I have a quick recipe for pork vindaloo that calls for 2 t. of mustard seed which I do not have.  I do, however, have ground mustard.  I have the aromatics (garam masala, hot paprika, onion & garlic).  The mustard seed simmers first with the tomatoes and broth, then the aromatics are heated and added later.  Should I skip the mustard or can I add some ground and, if so, how much?  Thanks!


----------



## french fries

I would substitute with 1 to 1.5 t. of mustard powder, depending on its potency (how long has it been sitting on your shelf?).


----------



## hideoutchef

Since in Pork Vindaloo, the whole seeds are ground (with cumin seeds, red chilies, black peppercorns, cardamon seeds, cinnamon and fenugreek seeds or whatever other combination you use)  I would use 1 t ground mustard to 2 t whole mustard seeds.  There are many things that require whole mustard seeds that you would not be able to substitute the ground mustard for, but this is not one of them.  

After you have ground the other seeds add the mustard powder to them and then continue on with the recipe.  I am assuming that the next step after grinding the seeds is to put them in a bowl and add vinegar, salt and brown sugar and set aside until the onions have been cooked and pureed and ready to make the Vindaloo paste


----------



## flygirl

Thank you hideoutchef & frenchfries!  Fortunately, the gr. mustard was fresh (or shall I say, unopened/new).  This was from "Best 30-minute Recipe" by Cooks Illustrated, so minimal on the steps, but it turned out very nice over basmati rice with some fresh green beans.  Hubby and kids really enjoyed it!  Thanks for helping me out of a bind.


----------



## jltthomo

If I only have Dijon or English wet mustard,  what can I use as a sub. for mustard seeds.& also what sub. for juniper in a corn beef slow cook recipe? .Thank you can you help   jltthomo.


----------



## michaelga

Jltthomo said:


> If I only have Dijon or English wet mustard, what can I use as a sub. for mustard seeds.& also what sub. for juniper in a corn beef slow cook recipe? .Thank you can you help jltthomo.

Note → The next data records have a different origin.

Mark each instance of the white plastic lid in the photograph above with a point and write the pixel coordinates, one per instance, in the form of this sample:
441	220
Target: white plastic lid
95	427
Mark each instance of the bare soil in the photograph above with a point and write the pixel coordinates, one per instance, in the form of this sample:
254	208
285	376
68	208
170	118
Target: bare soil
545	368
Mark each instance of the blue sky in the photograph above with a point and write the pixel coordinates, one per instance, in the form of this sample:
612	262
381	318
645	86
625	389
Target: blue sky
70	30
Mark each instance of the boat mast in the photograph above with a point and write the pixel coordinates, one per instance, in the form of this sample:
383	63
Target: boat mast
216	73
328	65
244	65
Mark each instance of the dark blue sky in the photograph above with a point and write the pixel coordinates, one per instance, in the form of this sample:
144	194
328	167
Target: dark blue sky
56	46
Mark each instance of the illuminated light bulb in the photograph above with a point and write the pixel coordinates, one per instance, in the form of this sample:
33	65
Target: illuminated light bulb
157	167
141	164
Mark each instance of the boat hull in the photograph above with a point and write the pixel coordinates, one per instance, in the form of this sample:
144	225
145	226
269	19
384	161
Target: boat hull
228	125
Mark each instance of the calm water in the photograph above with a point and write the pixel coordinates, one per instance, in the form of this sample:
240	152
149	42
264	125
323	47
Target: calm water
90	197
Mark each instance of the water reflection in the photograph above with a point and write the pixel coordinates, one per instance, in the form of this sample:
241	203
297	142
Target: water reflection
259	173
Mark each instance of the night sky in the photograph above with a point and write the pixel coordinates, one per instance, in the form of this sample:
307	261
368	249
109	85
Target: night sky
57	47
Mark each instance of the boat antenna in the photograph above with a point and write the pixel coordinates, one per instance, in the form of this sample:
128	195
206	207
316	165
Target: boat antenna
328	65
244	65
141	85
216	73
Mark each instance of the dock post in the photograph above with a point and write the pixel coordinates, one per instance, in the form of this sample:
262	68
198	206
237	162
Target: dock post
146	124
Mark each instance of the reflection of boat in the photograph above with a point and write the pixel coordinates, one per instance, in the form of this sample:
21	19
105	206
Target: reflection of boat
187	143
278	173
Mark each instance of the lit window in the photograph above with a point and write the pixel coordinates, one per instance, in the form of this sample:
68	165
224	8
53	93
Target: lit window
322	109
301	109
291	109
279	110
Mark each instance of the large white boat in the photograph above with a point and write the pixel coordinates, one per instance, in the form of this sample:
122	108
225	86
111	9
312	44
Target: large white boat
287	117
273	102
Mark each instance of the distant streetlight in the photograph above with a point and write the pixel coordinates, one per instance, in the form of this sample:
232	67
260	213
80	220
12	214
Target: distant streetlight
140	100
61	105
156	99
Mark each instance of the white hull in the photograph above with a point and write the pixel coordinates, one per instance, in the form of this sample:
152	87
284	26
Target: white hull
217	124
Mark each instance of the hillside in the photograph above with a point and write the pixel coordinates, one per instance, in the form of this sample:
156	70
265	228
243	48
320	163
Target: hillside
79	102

Both mustards will have a fair amount of vinegar in them and would drasticly change a curry - I'd just leave them out, maybe add a bit more ginger / chili or a tiny amount of horseradish to add heat. Probably best to skip it though.

Juniper berries are pretty unique in flavour - best bet would be to add a bit of gin. If you can't do that then leave it out.

It would help a whole lot if you gave some more information on the recipes, then we could provide complimentary ideas instead of just substitutes.

Welcome to the board!


----------